Podczas wrześniowego zgrupowania kadry doszło do niemałego bałaganu medialnego po wizycie władz PZPN w Holandii. Rzekomo w środę, a więc dzień przed meczem, delegacja biesiadowała w restauracji The Harbour Club w Rotterdamie. W restauracji pojawiło się 45 osób (w tym gronie była jedna kobieta), a na stołach znalazły się spore ilości alkoholu. "Towarzystwo przyciągało uwagę dobrym humorem i ochotą na zabawę. (...) Wódka lała się strumieniami" - pisał Rene van der Gijp, znany dziennikarz sportowy w programie "Vandaag Inside". gwałtownie odpowiedział na to związek, który skomentował sytuację dla Sport.pl.
REKLAMA
Zobacz wideo Piotr Zieliński nie zgodza się z dziennikarzem! "Nie widziałem"
Wiceprezes PZPN zabrał głos na temat alkoholu. "Są granice"
Wiceprezes Polskiego Związku Piłki Nożnej ds. szkolenia Sławomir Kopczewski był gościem poniedziałkowego programu "Polsat Sport Talk". I wyznał, co uważa na temat opinii, iż w polskim związku alkohol "wylewał się oknami". - To środowisko jest zupełnie inne i nie ma co wracać do tego, co było kiedyś i utożsamiać się z tym, od czego uciekamy. To środowisko ma wartościowych ludzi, którzy działają w piłce nożnej i działają na rzecz rozwoju piłki nożnej - wyznał dla Polsatu Sport.

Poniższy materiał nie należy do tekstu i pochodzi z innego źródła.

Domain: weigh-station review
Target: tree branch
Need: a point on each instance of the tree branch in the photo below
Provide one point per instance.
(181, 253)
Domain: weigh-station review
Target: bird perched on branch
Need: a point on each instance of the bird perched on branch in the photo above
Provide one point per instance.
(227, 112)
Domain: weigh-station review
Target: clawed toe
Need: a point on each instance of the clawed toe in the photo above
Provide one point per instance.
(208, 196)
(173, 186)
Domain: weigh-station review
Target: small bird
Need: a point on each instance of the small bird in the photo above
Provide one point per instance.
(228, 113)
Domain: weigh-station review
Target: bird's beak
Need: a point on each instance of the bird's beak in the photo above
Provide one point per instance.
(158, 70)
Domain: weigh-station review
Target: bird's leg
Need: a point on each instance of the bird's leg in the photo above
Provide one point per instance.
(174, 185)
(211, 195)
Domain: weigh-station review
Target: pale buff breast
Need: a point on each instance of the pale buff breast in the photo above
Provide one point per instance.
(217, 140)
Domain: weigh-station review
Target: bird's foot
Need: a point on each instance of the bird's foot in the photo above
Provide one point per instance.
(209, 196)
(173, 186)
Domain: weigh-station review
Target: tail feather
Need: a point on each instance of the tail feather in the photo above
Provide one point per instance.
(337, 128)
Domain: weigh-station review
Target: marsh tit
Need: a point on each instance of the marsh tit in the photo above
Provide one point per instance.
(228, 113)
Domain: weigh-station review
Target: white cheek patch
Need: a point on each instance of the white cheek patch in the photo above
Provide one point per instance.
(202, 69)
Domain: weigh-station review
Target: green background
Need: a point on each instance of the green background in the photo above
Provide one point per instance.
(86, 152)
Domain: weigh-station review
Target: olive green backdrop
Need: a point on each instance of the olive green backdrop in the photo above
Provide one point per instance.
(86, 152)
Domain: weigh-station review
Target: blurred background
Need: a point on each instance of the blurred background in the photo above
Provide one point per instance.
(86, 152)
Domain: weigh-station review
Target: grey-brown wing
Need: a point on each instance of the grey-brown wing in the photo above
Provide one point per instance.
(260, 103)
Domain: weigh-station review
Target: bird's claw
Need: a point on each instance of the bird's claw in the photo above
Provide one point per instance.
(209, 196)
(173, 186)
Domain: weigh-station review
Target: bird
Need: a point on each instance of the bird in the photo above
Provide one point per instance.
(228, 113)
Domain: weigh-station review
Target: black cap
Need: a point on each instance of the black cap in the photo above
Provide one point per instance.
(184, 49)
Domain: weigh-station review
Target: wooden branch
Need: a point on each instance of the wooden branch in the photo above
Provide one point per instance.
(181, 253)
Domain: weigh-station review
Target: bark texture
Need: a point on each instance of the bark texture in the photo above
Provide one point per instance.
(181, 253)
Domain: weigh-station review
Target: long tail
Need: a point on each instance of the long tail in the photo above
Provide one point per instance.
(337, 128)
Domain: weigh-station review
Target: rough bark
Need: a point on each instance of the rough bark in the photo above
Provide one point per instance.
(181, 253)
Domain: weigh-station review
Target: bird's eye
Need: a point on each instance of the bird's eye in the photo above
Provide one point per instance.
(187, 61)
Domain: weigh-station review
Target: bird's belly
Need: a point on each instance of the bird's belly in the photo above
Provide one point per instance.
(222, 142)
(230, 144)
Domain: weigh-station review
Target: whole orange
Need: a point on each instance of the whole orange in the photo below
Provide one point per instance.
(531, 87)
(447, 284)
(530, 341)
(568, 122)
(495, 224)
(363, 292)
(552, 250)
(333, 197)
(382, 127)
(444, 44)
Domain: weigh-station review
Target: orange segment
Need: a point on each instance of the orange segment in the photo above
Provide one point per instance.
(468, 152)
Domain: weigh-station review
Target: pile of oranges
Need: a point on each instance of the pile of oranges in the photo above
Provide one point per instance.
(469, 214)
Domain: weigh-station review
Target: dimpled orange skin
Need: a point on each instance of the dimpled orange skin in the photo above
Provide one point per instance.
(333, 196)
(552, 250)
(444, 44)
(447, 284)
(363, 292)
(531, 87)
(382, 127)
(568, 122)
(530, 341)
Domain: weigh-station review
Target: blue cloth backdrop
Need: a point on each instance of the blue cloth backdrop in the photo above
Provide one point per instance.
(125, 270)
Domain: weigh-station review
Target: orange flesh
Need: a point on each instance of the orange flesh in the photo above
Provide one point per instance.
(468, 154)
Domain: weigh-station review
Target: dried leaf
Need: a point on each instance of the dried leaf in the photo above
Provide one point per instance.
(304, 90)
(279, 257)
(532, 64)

- Uciekajmy od tego, bo ja rozumiem, iż alkoholu może się napić każdy. Ale są granice. Trzeba wiedzieć kiedy, z kim i w jakiej sytuacji. Ja nie mam z tym problemów, podobnie jak większość moich kolegów. To się zmieniło diametralnie - tłumaczył.
Dodał, iż jest rozczarowany postawą mediów. - Nie można powiedzieć, iż alkohol jest tematem numer jeden, chociaż jest on wywoływany przez media non stop. To jest temat, który wraca jak mantra. o ile nie mamy o czym pisać, (...) to doszukujemy się afer, które nie istnieją. Ja odcinam się od tego, trzeba się zająć pracą, merytoryką - podsumował.
Kopczewski przejął stanowisko wiceprezesa ds. szkoleniowych pod koniec czerwca. Podczas walnego zgromadzenia sprawozdawczo-wyborcze delegatów PZPN. Działacze zaproponowali przez Cezarego Kuleszę: Henryk Kula, Maciej Mateńko i Mieczysław Golba zostali odrzuceni. Na ich miejsce powołano: Adama Kaźmierczaka (wiceprezes ds. organizacyjno-finansowych), Dariusza Mioduskiego (wiceprezes ds. zagranicznych) oraz właśnie Kopczewskiego.
Choć opinia zwłaszcza na temat prezesa Cezarego Kuleszy jest nie najlepsza, to coraz śmielej rozpycha się on na europejskiej scenie. Niedawno Dominik Wardzichowski ze Sport.pl podał, iż Kulesza, jak i Łukasz Wachowski znaleźli się strukturach FIFA.
"Formalności trochę trwały, liczba miejsc była ograniczona, ale dziś można potwierdzić, iż prezes PZPN będzie zasiadał w komisji ds. piłki nożnej na Igrzyskach Olimpijskich, a sekretarz w komisji ds. związków członkowskich" - napisał, dodając, iż obie kadencje są czteroletnie.